Architektur- und Standortentscheidungen
Neben der Kryptografie spielt die Architektur eine zentrale Rolle: Wo liegen die besonders sensiblen Langzeitdaten? Wie viele Kopien existieren? Unter welcher Jurisdiktion stehen Speicherorte und Betreiber? Je zentralisierter, globaler und intransparenter eine Datenhaltung ist, desto attraktiver ist sie als Ziel für HNDL.
Fazit: Wo die Cloud passt – und wo Self-Hosting überlegen ist
Cloud-Dienste bieten enorme Vorteile und können – insbesondere für kurzlebige oder weniger kritische Daten – weiterhin eine sinnvolle Option sein. Wer jedoch Daten verarbeitet, die über Jahrzehnte hinweg vertraulich bleiben müssen, kann das HNDL-Risiko nicht ignorieren.

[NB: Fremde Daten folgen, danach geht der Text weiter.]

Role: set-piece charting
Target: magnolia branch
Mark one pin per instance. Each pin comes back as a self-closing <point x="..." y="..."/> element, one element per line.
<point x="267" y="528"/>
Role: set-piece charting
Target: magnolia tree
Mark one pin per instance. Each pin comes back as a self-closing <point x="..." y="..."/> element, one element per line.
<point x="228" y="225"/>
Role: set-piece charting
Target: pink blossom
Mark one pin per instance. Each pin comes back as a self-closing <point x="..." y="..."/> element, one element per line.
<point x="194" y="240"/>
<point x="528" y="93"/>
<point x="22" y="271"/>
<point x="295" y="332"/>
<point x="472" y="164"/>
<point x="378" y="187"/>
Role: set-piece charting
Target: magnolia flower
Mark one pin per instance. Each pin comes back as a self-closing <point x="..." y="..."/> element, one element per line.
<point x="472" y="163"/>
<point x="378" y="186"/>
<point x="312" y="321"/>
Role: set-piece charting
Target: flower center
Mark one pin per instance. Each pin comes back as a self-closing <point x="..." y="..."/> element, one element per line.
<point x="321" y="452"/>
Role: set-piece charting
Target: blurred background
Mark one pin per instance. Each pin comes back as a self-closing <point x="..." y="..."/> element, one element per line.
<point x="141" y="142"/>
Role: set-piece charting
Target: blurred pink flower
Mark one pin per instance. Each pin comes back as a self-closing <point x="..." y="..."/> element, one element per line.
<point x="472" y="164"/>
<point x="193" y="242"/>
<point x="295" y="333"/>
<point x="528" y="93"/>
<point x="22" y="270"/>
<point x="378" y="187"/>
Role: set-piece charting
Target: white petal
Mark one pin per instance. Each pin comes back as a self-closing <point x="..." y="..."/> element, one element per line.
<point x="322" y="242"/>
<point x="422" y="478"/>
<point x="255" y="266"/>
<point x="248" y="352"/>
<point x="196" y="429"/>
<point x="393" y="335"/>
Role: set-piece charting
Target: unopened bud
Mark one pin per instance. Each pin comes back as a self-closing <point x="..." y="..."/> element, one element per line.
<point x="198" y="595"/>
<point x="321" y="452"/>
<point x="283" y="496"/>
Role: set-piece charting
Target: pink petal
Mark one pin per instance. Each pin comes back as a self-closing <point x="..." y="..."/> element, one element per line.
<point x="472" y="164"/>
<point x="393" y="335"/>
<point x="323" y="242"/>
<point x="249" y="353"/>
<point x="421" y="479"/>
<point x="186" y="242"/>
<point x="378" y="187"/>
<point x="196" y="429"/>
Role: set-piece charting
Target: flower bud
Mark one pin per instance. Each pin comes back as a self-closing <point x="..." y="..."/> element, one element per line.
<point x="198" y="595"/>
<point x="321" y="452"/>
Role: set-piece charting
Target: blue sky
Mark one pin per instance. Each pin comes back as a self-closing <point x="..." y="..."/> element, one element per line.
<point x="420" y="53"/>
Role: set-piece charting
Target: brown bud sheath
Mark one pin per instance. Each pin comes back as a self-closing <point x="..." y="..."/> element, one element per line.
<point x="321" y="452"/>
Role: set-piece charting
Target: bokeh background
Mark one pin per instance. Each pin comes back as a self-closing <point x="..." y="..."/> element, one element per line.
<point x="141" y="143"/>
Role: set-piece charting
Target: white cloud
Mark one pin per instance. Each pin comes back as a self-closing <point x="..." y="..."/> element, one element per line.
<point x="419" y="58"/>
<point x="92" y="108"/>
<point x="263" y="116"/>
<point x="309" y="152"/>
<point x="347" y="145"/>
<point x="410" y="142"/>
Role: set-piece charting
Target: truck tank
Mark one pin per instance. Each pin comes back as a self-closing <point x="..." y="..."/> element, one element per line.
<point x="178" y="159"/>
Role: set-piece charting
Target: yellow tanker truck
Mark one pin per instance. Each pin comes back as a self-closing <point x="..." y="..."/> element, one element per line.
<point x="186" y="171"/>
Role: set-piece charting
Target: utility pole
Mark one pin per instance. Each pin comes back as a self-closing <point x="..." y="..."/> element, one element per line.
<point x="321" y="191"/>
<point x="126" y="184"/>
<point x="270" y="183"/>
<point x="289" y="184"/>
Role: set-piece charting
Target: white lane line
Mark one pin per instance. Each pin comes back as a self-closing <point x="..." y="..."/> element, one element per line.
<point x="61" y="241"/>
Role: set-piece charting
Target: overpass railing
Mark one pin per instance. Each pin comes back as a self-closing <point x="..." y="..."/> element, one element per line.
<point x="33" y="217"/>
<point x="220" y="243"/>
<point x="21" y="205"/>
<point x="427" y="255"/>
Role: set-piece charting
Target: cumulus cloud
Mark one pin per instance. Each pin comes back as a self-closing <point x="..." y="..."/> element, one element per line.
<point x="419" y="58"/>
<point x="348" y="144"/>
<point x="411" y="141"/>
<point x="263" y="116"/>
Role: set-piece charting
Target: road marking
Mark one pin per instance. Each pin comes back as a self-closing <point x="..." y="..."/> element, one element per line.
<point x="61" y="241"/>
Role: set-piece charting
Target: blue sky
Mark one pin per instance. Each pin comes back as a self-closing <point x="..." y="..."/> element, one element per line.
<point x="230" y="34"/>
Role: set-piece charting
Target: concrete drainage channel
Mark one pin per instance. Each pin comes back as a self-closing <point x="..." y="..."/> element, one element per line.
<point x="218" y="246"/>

Gerade für hochsensible Langzeitdaten stellt sich daher die Frage, ob eine unreflektierte Cloud-Nutzung überhaupt tragbar ist – oder ob Self-Hosting und volle Kontrolle über die eigene Infrastruktur für diese Datenklasse der einzig verantwortbare Weg zur echten Datensouveränität sind.
Die zentrale Aufgabe für Unternehmen lautet: Daten klassifizieren, Risiken ehrlich bewerten und Architektur sowie Kryptografie so gestalten, dass sie auch der Welt von morgen standhalten – nicht nur der von heute.